Wednesday, July 20, 2016
A couple of recent cases indicate that simply because a pesticide is registered doesn't mean that the pesticide might be misbranded. Generally, the Federal Insecticide, Fungicide and Rodenticide Act (FIFRA) provides that once the Environmental Protection Agency (EPA) registers a pesticide and approves its label, state label-based claims are preempted. However, that doesn't mean that the pesticide might be mislabeled. In one recent case, the court (among other things) determined that the plaintiffs’ “warning-based” claims couched in negligence and strict liability failure to warn were not preempted by FIFRA. The court noted that state-law labeling claims are not preempted if they don’t impose any requirement that is different or beyond what federal law requires, and that the plaintiffs’ claims in the case were consistent with FIFRA’s labeling requirements. That was the case, the court noted, because the plaintiffs’ claim was that the defendant’s existing label (the one used from 1995-2004) was misbranded in that it mispresented the safety of the pesticide and was an inadequate warning. The case is Sheppard v. Monsanto Co., NO. 16-00043 JMS-RLP, 2016 U.S. Dist. LEXIS 84348 (D. Haw. Jun. 29, 2016).
In a California case decided a few days later, the plaintiff claimed that she that she developed cancer as a result of the use of the defendant’s pesticide glyphosate (commonly known as “Roundup”) for agricultural and non-agricultural purposes. She sued the defendant on the basis that the defendant failed to warn of the “carcinogenic nature of glyphosate” and was injured as a result. The plaintiff also sued under theories of strict liability, negligence and breach of implied and express warranties. The EPA had, before plaintiff’s use of pesticide, approved the product and the product label and had found that glyphosate is not carcinogenic to humans.

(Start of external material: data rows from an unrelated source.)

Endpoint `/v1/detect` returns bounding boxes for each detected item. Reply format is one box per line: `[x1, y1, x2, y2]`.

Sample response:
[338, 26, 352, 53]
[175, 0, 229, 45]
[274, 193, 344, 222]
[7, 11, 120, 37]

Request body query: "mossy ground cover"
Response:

The defendant claimed that the plaintiff’s claims were preempted by FIFRA. However, the court determined that a registered pesticide can still be found to be misbranded and in violation of FIFRA. Misbranding, the court pointed out, means that the label contains insufficient directions, warnings or cautionary statements to be “adequate to protect health.” It wasn't enough that the EPA had "unoficially" determined that glyphosate was not carcinogenic. Such determination did not involve any final action of the EPA that had the force of law addressing the issue of misbranding. As such, the court determined, because FIFRA does not deem a registration of a pesticide to be conclusive as to whether a pesticide is misbranded (7 U.S.C. §136(a)(f)(2)), and because the defendant did not provide sufficient evidence to establish that glyphosate was not misbranded, state requirements that a pesticide not be misbranded were not preempted by FIFRA. The case is Mendoza v. Monsanto Company, No. 1:16-cv-00406-DAD-SMS, 2016 U.S. Dist. LEXIS 89003 (E.D. Cal. Jul. 8, 2016).